Regulation of autoreactive B cells: checkpoints and activation

It has become clear that the autoreactive B cells are a part of the normal na?ve B cell repertoire in the periphery, despite the fact that they undergo a series of checkpoints, which include receptor editing (revision), clonal deletion, and anergy. However, most of those B cells reactive against self antigen remain functionally na?ve for autoantibody production by differential peripheral checkpoints. Therefore, the presence of autoreactive B cells does not always signify disease. Regulation of their activation and effector functions will determine the ultimate outcome. Although autoreactive B cell tolerance is well maintained in the healthy individual, the existence of pathogenic autoantibodies in autoimmune diseases indicates that these tolerogenic checkpoints are broken. Recent studies have demonstrated that autoreactive B cells are regulated by a composite of factors, such as genetic susceptibility and environmental triggers such as bacterial and viral infections as well as other immune cells. Interestingly, Toll-like receptors, previously considered as pattern-recognition receptors to detect and sense pathogens, may also have a potential to recognize self antigens and regulate autoreactive B cells for activation. Understanding the mechanisms of autoreactive B cell regulation and activation may help in identifying novel targets for the treatment of autoimmune diseases.     
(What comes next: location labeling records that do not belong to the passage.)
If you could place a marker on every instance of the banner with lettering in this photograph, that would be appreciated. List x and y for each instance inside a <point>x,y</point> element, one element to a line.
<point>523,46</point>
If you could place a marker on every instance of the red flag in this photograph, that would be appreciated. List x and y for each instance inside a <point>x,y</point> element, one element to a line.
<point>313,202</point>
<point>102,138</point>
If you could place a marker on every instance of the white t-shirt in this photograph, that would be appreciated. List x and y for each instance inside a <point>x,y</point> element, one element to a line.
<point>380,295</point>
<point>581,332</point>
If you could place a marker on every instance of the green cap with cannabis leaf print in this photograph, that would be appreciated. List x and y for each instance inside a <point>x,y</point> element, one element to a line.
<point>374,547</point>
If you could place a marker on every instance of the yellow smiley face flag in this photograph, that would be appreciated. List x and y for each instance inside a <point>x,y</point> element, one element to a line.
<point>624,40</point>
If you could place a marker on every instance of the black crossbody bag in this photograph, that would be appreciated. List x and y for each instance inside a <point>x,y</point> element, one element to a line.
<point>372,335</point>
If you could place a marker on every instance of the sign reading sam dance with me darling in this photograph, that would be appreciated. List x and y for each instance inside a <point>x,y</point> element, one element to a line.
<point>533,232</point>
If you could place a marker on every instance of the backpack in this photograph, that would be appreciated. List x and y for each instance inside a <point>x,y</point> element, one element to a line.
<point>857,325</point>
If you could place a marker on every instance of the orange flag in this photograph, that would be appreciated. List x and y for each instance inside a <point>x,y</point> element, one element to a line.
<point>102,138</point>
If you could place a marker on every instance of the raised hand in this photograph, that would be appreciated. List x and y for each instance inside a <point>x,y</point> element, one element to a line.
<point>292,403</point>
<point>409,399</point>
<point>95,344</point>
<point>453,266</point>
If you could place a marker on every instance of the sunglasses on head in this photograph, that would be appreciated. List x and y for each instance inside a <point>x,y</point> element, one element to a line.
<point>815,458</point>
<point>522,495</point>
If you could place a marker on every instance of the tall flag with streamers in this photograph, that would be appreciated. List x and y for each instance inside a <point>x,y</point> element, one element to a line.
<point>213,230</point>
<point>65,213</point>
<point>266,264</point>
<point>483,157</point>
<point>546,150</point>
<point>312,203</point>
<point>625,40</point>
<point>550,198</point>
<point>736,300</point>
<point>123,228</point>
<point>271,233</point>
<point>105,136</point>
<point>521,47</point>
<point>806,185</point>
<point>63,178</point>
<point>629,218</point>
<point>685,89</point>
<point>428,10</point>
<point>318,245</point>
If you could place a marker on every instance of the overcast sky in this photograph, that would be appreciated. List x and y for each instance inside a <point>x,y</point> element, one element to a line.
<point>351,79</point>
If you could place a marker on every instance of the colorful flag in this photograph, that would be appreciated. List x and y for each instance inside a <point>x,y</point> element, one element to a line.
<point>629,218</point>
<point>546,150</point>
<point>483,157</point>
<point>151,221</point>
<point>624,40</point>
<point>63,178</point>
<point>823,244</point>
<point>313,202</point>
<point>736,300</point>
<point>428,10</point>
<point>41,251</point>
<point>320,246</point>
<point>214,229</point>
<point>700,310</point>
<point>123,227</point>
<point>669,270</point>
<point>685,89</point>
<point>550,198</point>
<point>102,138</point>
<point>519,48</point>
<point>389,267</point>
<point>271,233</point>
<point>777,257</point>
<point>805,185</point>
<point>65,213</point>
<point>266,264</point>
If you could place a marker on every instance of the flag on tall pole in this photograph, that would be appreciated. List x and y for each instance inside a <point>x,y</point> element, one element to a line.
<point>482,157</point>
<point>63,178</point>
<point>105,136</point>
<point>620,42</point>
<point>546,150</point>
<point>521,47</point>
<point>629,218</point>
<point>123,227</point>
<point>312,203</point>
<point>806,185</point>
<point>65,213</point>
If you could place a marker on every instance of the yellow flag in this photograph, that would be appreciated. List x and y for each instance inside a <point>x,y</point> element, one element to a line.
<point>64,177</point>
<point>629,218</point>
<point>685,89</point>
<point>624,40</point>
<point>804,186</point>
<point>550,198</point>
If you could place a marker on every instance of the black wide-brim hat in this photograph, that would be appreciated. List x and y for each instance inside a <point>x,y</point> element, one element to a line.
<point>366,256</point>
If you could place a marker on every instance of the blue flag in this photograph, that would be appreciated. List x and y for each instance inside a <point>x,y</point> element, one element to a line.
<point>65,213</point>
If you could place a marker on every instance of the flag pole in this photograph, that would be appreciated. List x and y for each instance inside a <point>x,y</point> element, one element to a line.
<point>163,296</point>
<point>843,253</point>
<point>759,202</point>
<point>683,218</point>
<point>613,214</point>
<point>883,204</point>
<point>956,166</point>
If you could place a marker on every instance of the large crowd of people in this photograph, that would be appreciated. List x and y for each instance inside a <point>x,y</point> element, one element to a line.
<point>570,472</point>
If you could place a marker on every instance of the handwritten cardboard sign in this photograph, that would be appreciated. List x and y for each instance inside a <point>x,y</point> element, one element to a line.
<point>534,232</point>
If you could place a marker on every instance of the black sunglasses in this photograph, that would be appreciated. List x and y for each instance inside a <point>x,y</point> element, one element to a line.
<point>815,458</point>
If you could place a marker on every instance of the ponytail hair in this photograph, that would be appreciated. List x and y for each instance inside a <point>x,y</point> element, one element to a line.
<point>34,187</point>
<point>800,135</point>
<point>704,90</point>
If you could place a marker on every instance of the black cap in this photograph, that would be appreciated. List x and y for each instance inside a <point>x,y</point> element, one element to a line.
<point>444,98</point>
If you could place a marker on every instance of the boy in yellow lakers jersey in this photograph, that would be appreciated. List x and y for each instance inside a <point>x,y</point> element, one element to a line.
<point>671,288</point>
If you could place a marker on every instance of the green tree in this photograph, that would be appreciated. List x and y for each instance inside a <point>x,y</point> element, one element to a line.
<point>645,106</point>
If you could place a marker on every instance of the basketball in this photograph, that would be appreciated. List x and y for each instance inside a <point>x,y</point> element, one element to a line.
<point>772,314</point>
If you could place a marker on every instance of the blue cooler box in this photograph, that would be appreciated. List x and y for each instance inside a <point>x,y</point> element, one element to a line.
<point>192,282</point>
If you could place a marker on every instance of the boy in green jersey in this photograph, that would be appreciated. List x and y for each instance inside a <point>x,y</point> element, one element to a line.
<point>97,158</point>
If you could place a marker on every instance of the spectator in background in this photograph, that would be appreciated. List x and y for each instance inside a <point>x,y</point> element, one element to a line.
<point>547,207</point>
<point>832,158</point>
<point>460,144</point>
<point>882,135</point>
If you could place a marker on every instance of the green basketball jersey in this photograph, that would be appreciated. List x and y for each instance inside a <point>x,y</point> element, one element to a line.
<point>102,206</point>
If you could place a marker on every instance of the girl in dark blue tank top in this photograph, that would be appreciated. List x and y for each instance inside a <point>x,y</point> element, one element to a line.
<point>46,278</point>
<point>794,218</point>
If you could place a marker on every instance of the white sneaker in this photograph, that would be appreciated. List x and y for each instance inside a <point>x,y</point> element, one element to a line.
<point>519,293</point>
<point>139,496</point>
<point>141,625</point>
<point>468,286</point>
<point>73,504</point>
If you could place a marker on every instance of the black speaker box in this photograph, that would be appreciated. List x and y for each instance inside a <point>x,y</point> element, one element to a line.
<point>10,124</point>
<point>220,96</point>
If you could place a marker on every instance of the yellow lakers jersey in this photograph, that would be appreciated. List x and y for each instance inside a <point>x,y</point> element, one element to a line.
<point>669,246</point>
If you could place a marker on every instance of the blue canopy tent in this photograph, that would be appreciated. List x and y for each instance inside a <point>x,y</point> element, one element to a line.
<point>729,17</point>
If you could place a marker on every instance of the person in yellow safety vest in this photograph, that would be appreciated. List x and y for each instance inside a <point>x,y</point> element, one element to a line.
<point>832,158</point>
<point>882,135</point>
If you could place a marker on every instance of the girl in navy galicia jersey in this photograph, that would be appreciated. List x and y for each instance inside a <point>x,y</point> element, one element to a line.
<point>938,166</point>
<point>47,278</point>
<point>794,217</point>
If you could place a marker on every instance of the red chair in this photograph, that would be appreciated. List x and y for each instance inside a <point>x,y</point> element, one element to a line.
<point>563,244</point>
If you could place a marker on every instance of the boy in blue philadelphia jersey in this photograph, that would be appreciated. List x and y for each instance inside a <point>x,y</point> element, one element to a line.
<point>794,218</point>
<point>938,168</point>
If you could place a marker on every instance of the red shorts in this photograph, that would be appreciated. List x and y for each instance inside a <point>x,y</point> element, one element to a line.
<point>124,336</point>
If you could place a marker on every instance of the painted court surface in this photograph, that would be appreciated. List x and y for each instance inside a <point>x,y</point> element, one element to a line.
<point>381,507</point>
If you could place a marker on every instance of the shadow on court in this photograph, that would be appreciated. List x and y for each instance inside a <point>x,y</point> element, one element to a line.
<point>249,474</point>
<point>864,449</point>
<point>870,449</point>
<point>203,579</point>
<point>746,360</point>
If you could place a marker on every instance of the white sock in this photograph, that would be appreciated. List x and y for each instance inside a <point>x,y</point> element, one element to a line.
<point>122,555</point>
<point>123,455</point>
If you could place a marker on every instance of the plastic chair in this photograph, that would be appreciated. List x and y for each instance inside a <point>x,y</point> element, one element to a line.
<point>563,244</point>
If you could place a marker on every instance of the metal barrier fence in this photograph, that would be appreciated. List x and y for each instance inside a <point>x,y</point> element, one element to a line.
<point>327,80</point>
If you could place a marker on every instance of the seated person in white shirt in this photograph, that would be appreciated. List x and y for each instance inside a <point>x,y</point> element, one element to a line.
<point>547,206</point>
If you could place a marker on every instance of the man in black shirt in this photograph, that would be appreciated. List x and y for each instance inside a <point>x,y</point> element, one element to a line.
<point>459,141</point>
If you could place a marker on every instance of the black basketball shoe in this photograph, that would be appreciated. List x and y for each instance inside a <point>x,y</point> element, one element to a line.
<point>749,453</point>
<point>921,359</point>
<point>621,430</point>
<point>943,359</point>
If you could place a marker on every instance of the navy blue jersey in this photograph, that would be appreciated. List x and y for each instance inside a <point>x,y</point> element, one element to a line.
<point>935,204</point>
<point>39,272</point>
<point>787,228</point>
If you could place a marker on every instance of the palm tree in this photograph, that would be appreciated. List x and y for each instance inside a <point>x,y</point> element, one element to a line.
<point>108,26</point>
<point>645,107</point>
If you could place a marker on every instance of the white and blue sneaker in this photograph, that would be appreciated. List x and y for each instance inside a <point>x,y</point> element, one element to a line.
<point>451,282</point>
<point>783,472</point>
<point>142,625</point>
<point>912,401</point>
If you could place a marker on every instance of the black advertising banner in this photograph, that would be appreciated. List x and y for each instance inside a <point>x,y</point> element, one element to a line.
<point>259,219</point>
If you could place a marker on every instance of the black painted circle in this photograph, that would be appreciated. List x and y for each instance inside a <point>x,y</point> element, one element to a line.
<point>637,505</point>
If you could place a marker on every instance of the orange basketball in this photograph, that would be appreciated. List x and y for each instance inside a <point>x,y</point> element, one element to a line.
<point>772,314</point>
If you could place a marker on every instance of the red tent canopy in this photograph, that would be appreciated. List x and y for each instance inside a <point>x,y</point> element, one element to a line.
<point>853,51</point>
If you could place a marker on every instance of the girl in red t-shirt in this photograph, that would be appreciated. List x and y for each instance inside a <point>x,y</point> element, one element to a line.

Dysfunctional B cells in systemic lupus erythematosus

The classical view of B cells in the biology of autoimmune responses to infectious and self-antigens (Ag) that they promote immunity primarily by producing antibodies (Ab) is far from being complete. Indeed, studies over the last decade suggest that B cells have extraordinarily diverse functions within the immune system other than Ab production, which could contribute to autoimmunity. They normally play a role in the development of lymphoid architecture, regulating dentritic cells (DC) and T cell subsets function through cytokine production, and in activation of T cells. Receptor editing is also important in B cells which aids in immunity to infection and, possibly, prevention of autoimmunity. Both abnormalities in the distribution of B cells subsets and clinical benefit response to B cell depletion in autoimmune diseases, including systemic lupus erythematosus (SLE), highlight their pivotal function. Transgenic (Tg) animal models have shown that sensitivity of B cells to B cell Ag receptor (BCR) cross-linking is correlated to autoimmunity. Indeed, negative signaling by CD5 and other molecules, such as CD22, in maintaining tolerance through recruitment of src-homology two domain-containing protein tyrosine phosphatase-1 (SHP-1) has also been documented. In fact, we have now reached a newer area whereby B cells returned as an important contributor to autoimmune disorders.     

Receptor revision and systemic lupus

Studies over the past 10 years have shown that B cells can undergo secondary heavy- or light-chain immunoglobulin (Ig) rearrangements at various stages of their normal development, a process termed receptor editing. In the bone marrow, this mechanism is important to maintain tolerance because it can extinguish a self-reactive specificity without having to physically eliminate a potentially autoreactive B cell. In the periphery, secondary rearrangements may also play a role in the diversification and maturation of an immune response, although conclusive evidence for this process is still required. Individuals with systemic autoimmune diseases, such as lupus, show evidence of intricate abnormalities in receptor editing. On the one hand, decreased editing may not eliminate the self-reactive specificities that emerge during B-cell development in the bone marrow. Conversely, excessive secondary rearrangements, especially in the periphery where tolerance mechanisms are less effective, can result in the production of autoantibodies by edited B cells. It will be important to assess whether the complex editing defects observed during lupus are a primary susceptibility factor to this disease or if they are secondary to other abnormalities of lymphocyte development in these autoimmune patients.